Bundespräsident Joachim Gauck lässt mich nicht los. Nach der Lektüre seines schmalen Bändchens „Freiheit. Ein Plädoyer“ (Kösel-Verlag München 2012) ist mir die Kritik einiger Vertreter der ehemaligen kirchlichen Opposition der DDR im bereits an anderer Stelle erwähnten offenen Brief auch inhaltlich noch weniger verständlich als zuvor, denn Joachim Gauck tritt leider gerade nicht für die von ihnen kritisierte individuelle Freiheit und „individuelle Selbstermächtigung“ ein.
Auf rund 50 Seiten im Format A6 tut er seine Gedanken zu Freiheit, Verantwortung und Toleranz kund.
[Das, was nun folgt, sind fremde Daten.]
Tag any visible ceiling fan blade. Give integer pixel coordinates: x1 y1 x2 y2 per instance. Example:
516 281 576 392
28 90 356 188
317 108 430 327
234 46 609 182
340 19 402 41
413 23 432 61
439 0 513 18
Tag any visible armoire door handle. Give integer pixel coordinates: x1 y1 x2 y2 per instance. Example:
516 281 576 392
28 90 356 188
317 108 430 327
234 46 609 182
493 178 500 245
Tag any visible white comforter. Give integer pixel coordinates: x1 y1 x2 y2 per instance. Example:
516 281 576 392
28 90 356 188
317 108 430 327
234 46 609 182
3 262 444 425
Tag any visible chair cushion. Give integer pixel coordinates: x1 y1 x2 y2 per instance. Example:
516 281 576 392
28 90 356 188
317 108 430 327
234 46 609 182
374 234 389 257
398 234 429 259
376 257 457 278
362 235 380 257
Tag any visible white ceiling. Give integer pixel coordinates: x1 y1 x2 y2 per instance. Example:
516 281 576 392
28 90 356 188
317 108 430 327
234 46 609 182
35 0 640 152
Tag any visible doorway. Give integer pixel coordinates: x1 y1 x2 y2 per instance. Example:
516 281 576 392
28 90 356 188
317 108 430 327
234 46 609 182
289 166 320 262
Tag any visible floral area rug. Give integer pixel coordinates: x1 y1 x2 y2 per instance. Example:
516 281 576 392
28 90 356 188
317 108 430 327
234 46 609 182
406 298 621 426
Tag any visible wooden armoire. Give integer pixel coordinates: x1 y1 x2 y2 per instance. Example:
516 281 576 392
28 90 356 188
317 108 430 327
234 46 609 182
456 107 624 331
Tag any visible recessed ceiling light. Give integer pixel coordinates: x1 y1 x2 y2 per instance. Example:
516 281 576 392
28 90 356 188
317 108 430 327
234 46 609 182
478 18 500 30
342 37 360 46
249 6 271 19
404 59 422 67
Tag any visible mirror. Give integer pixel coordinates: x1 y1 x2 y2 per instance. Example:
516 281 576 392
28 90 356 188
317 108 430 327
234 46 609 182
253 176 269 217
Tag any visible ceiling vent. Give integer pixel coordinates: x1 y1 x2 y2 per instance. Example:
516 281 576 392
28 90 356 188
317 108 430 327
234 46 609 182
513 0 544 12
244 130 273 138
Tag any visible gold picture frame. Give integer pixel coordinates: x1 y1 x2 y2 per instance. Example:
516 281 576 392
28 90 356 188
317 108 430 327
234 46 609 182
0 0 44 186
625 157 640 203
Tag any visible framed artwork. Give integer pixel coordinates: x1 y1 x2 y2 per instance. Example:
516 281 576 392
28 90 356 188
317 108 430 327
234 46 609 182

Aus seinen Zeilen spricht allerdings mehr der Pastor als der mündige Bürger, mehr der erhobene Zeigefinger als der Ruf nach Bürgerrechten. Symptomatisch dafür ist die an zentraler Stelle platzierte Frage: „Und du, wozu bist du imstande, wofür willst du dich einsetzen? Wie willst du Freiheit gestalten?“ (S. 22) Freiheit impliziert für Joachim Gauck die Verpflichtung zu gutem Handeln: „Ich nenne die Freiheit der Erwachsenen ‚Verantwortung‘.“ (S. 26, sowie der Schlusssatz auf S. 62) Offensichtlich glaubt er, aus seiner persönlichen Vorstellung davon, was er mit seiner individuellen Freiheit anzufangen gedenkt – gesellschaftliche Verantwortung zu übernehmen –eine ähnliche Verpflichtung für alle ableiten zu können. Damit aber bedeutet sein Begriff von „Freiheit“ dann nicht mehr individuelle Freiheit. Vielmehr ist die oder der Einzelne in dieser Sicht, ganz der protestantischen Ethik folgend, auf einen gesellschaftlich nützlichen Platz berufen. Untermauert wird diese Vorstellung mit fast schon demagogischen Beispielen, die einer Predigt entnommen sein könnten, und ein dem Menschen quasi angeborenes Bedürfnis unterstellen, sich für andere einsetzen zu dürfen. Darin, dass die/der Einzelne sich für geliebte Menschen (Partner, Partnerin, Kinder) verantwortlich fühle und bereit sei, sich für diese zu opfern, zeige sich ein menschliches Grundbedürfnis zur Verantwortung für andere, für die Gesellschaft, für die Menschheit: „Wir begreifen: Wir sind geboren zur Lebensform der Bezogenheit.“ (S. 29) Die Fähigkeit des Menschen, Verantwortung für andere zu übernehmen, wird bei Gauck zur angeborenen Verpflichtung: „Unsere Fähigkeit zur Verantwortung ist somit nicht etwas, das durch Philosophen, Politiker oder Geistliche quasi von außen in unser Leben hineingebracht würde, sie gehört vielmehr zum Grundbestand des Humanum. Wir verlieren uns selbst, wenn wir diesem Prinzip nicht zu folgen vermögen.“ (S. 36)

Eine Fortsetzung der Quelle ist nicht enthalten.